WHEN THE BATTERED FORD REACHED THE FERTILE RIFT KNOWN as the Bekaa Valley, the Palestinians knotted a blindfold over Dante’s eyes. Twenty minutes later the two-car motorcade passed through a gate in a perimeter fence and pulled to a stop at the edge of an abandoned quarry. The Palestinians tugged Dante from the back seat and guided him through the narrow dirt streets to the mosque on the edge of a Lebanese village. In the antechamber, his shoes and the blindfold were removed and he was led to a threadbare prayer carpet near the altar and motioned to sit. Ten minutes later the imam slipped in through a latticed side door. A corpulent man who moved, as heavy men often do, with surprising suppleness, he settled onto the carpet facing Dante. Arranging the folds of his flowing white robe like a Noh actor preoccupied with his image, he produced a string of jade worry beads and began working them through the stubby fingers of his left hand. In his early forties, with a crew cut and a neatly trimmed beard, the imam rocked back and forth in prayer for several moments. Finally he raised his eyes and, speaking English with a crisp British accent, announced, “I am Dr. Izzat al-Karim.”

“I suspect you know who I am,” Dante replied.

The corners of the imam’s mouth curled into a pudgy grin. “Indeed I do. You are the IRA dynamiter we have heard so much about. I may say that your reputation precedes you—”

Dante dismissed the compliment with a wave of his hand. “So does your shadow when the sun is behind you.”

The imam’s jowls quivered in silent laughter. He held out a pack of Iranian Bahman cigarettes, offering one to his visitor.

“I have stopped smoking,” Dante informed his host.

“Ah, if only I could follow your example,” the imam said with a sigh.
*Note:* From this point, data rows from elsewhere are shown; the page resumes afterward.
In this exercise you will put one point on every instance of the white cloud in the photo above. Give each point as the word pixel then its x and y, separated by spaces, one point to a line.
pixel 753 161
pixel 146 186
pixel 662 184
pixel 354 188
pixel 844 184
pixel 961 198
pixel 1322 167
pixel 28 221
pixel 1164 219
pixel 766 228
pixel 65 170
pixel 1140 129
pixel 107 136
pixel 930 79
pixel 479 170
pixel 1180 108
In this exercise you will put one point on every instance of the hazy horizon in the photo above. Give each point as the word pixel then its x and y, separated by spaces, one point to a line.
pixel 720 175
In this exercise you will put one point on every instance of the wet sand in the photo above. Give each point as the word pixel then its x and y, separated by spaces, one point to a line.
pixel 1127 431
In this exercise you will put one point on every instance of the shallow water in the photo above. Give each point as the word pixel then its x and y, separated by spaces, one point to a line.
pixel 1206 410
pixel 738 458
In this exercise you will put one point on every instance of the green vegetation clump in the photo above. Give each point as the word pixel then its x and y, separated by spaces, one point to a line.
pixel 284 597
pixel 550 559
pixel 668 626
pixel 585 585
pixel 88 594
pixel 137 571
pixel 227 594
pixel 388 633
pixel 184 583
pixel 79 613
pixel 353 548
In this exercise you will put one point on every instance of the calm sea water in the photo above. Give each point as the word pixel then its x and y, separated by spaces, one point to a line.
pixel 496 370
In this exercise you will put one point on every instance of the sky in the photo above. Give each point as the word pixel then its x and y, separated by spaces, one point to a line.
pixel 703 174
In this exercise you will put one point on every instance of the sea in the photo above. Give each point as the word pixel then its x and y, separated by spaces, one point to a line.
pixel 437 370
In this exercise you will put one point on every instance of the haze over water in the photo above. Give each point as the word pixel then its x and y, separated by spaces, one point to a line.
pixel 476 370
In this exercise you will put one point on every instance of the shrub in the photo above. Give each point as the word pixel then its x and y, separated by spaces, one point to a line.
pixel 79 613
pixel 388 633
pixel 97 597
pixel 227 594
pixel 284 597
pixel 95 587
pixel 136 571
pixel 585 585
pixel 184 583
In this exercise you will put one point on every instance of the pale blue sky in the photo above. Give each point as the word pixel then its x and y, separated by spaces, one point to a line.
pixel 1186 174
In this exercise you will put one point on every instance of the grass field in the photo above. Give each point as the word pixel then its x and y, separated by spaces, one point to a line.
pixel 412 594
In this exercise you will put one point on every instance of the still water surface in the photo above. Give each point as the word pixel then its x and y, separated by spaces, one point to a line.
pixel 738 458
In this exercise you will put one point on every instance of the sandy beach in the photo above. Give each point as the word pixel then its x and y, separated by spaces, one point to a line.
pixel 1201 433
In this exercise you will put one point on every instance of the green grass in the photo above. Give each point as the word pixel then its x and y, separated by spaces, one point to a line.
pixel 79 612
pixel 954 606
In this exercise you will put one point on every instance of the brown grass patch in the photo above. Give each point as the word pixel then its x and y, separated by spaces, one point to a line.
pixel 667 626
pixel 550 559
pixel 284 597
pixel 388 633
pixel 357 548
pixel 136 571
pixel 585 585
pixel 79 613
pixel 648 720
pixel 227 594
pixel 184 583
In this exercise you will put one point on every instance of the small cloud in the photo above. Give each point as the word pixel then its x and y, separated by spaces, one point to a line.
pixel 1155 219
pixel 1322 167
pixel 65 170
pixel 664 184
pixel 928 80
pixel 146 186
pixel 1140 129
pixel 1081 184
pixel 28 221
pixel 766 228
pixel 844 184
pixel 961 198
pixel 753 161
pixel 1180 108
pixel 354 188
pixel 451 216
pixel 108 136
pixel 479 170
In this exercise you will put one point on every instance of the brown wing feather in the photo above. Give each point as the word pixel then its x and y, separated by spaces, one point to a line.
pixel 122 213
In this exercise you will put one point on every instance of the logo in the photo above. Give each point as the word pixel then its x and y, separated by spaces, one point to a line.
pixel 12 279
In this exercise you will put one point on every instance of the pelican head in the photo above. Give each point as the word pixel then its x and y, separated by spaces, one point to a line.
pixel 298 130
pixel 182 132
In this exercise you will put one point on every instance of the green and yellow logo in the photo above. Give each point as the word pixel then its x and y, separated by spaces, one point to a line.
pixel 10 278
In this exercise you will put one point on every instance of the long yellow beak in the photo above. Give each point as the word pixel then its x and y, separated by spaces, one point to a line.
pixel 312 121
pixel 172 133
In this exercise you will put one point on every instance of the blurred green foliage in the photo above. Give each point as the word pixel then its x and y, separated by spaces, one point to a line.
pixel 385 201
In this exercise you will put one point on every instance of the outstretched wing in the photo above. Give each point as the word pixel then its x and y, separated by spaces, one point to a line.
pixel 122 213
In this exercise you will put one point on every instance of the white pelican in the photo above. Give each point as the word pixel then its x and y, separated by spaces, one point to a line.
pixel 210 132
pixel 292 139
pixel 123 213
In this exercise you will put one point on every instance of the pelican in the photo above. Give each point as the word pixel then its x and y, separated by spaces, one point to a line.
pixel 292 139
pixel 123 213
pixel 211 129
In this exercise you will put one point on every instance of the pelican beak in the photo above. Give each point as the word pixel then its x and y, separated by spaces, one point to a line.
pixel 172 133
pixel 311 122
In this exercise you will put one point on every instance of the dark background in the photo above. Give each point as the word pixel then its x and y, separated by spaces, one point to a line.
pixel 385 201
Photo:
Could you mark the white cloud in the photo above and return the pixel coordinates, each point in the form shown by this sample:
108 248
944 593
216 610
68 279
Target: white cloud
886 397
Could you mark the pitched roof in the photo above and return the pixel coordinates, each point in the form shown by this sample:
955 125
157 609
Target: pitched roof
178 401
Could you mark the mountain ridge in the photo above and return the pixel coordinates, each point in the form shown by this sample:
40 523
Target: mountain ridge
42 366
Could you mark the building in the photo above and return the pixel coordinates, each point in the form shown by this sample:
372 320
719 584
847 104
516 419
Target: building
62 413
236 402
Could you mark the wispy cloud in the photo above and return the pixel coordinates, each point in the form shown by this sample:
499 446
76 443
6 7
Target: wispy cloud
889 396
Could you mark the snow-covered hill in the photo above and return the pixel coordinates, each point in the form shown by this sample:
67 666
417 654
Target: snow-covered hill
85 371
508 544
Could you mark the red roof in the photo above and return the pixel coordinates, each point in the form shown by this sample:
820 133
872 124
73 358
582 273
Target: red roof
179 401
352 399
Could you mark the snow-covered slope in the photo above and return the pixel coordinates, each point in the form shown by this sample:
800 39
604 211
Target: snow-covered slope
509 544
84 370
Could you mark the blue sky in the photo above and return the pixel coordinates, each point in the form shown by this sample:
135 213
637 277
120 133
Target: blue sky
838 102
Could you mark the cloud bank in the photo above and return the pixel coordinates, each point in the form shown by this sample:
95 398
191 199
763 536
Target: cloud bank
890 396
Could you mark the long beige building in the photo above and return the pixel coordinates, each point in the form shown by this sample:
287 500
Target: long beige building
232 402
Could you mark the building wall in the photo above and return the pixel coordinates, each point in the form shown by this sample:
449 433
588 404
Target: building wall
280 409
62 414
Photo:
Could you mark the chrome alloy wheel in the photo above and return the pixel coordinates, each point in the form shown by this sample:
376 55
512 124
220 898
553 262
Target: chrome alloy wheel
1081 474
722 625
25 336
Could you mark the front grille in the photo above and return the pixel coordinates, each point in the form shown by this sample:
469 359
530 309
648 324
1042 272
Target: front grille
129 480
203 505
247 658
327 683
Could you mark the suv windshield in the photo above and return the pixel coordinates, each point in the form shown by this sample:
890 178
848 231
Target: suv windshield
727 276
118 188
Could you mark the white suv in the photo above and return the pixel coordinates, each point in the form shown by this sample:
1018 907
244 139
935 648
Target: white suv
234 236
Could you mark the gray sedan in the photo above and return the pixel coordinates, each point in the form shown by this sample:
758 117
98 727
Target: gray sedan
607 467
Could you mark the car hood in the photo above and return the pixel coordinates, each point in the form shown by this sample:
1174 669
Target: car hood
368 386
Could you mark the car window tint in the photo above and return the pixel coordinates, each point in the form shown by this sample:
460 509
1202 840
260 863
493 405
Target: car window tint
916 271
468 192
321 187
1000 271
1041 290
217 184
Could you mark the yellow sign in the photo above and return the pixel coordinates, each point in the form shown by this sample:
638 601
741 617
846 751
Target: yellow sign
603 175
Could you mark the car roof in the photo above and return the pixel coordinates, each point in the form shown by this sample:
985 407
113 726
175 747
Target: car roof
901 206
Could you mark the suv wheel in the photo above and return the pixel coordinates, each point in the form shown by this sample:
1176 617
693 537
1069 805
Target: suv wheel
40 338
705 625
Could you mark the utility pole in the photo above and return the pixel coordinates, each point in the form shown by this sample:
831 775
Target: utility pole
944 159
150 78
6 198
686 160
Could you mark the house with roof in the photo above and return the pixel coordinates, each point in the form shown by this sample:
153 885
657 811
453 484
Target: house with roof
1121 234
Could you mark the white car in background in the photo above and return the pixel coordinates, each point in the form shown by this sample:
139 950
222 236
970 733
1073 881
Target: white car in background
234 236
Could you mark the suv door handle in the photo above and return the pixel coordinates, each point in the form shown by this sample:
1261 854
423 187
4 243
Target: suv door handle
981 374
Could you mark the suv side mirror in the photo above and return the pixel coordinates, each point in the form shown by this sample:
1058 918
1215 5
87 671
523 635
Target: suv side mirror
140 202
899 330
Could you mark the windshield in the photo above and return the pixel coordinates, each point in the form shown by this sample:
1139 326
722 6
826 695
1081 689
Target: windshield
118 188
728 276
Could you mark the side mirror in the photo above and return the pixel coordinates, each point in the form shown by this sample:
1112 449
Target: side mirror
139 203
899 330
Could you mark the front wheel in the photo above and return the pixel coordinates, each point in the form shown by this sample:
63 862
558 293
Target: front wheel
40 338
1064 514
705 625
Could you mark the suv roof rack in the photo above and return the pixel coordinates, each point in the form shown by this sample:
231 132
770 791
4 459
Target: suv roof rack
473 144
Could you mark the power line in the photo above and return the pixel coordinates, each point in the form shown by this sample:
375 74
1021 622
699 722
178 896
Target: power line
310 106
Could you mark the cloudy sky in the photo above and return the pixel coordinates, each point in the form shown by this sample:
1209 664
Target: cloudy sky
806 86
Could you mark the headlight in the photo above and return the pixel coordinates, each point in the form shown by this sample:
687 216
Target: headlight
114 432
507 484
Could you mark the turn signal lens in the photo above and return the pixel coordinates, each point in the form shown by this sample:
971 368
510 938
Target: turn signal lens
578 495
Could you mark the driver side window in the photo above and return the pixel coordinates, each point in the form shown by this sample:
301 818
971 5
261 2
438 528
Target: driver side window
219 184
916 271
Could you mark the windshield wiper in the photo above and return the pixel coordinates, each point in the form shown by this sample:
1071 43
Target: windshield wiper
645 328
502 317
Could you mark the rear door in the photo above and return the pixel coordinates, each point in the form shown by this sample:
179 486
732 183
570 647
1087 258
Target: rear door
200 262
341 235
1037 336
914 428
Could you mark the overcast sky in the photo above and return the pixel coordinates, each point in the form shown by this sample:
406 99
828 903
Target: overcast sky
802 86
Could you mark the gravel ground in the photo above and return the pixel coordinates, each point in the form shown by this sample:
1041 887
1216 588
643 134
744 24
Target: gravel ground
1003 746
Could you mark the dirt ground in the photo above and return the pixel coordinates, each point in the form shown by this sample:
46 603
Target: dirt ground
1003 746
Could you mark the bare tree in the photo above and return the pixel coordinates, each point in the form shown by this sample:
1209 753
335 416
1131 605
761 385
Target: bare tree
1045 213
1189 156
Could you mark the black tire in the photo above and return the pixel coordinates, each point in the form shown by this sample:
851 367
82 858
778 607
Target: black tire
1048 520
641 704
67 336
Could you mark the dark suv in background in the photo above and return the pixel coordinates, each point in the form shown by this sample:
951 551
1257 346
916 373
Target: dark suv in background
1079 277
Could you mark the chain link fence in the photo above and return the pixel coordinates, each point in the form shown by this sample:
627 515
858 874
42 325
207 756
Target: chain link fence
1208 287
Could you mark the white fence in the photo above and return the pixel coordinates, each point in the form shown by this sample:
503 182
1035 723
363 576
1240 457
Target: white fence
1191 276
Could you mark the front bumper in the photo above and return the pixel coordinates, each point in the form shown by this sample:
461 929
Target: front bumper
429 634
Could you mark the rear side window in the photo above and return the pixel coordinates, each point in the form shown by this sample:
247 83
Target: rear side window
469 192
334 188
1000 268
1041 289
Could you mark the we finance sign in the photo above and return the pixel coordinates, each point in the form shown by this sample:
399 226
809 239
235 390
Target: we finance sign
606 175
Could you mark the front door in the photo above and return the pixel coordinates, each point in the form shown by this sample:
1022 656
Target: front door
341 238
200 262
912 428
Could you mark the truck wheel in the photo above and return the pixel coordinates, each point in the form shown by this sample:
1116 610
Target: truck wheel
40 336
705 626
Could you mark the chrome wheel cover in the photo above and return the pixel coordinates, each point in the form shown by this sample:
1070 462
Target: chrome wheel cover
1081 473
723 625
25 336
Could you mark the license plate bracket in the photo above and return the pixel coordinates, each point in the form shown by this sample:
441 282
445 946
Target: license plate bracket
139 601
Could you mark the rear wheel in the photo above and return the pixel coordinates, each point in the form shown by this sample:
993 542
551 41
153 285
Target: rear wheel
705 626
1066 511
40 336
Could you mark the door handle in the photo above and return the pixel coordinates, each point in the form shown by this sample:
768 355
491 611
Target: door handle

He tapped one of the thin cigarettes against the metal tray on a low table to tamp down the tobacco and slipped it between his lips. Using a Zippo lighter with a picture of Muhammad Ali on it, he lit the cigarette and slowly exhaled. “I envy you your strength of character. What was the secret that enabled you to give up cigarettes?”

“I convinced myself to become a different person, so to speak,” Dante explained. “One day I was smoking two tins of Ganaesh Beedies a day. When I woke up the next morning I was someone else. And this someone else was a nonsmoker.”

The imam let this sink in. “I wear the black turban of the sayyid, which marks me as a descendant of the Prophet Muhammad and his cousin Ali. I have two wives and I am about to take a third. Many people—my wives, my children, my fighters—count on me. It would be awkward for everyone if I were to become someone else.”

“If I had as many wives as you,” Dante remarked, “I’d probably start smoking again.”